What initially attracted me was the bizarreness. It was wilder and stranger than the rock I was into. Xenakis' Orient-Occident, Messiaen's Turangalila, Schoenberg's Pierrot Lunaire, Webern's Orchestral Pieces etc.: Velvet Underground, Kraftwerk, Tangerine Dream, Brian Eno, etc. paled in comparison.

Also, I guess there was peer support. Some friends were interested in obscure musics, so we shared an interest in this modern classical music. Also, Stanley Kubric had used Ligeti in the soundtrack to 2001: A Space Odyssey. Other movies and television programmes also used modern music for their themes. There was a lot of public interest in Morton Subotnick and synthesizers, then, too. Surprisingly, modern classical was actually happening all around us then.
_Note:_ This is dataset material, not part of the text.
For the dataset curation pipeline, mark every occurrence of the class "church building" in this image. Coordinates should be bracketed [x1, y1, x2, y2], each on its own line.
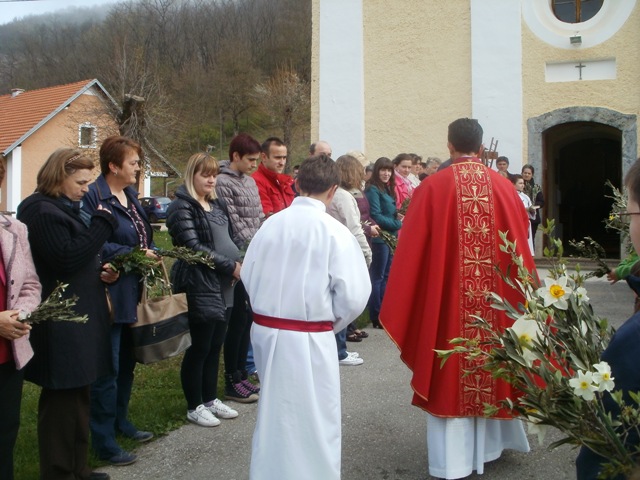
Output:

But there was also a personal attraction. As a teenager, I quickly wearied of the 4-man rock groups (vocal, lead, bass, drums) and I studied the back covers of LPs for indications of a 5th band member, unusual instruments, anything that was just a bit different. In those days, they didn't permit listening to albums before purchase, so I had to use whatever means were available to me to ferret out the different... and I managed to succeed greatly! Classical was the answer to my search for a broader instrumental palette, a wider musical range of expression, etc.


----------



## senza sordino (Oct 20, 2013)

I can't remember a specific piece of music or time, but music was always in the house. And I must have been listening to BBC radio as a tiny kid. My mother bought classical LPs. My mother plays the piano. I was given a guitar for Christmas, I was 11. When I was a teen I did see Pictures at an Exhibition performed live. That was thrilling. I can't really remember a time before the music. I can't imagine life without it.


----------



## hpowders (Dec 23, 2013)

There seems to be a recurring theme here: classical music was already in the house. We were lucky.


----------



## shangoyal (Sep 22, 2013)

hpowders said:


> There seems to be a recurring theme here: classical music was already in the house. We were lucky.
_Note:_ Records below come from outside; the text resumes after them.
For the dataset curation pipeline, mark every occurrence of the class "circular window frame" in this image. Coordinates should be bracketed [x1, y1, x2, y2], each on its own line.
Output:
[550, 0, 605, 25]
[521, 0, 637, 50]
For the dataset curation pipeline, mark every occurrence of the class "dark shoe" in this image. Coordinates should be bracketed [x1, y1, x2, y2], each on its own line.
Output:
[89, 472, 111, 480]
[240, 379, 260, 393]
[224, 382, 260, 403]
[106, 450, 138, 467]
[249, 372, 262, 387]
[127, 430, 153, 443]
Like somebody whose mother makes awesome orange cakes.


----------



## hpowders (Dec 23, 2013)

shangoyal said:


> Like somebody whose mother makes awesome orange cakes.


Spoiled for life, eh?


----------



## shangoyal (Sep 22, 2013)

hpowders said:


> Spoiled for life, eh?


Not with orange cake. But yeah, she cooks well.


----------



## senza sordino (Oct 20, 2013)

But having music in the house is not the only requirement, of course. My sister grew up in the same house, and she's not interested in music at all.


----------



## hpowders (Dec 23, 2013)

senza sordino said:


> But having music in the house is not the only requirement, of course. My sister grew up in the same house, and she's not interested in music at all.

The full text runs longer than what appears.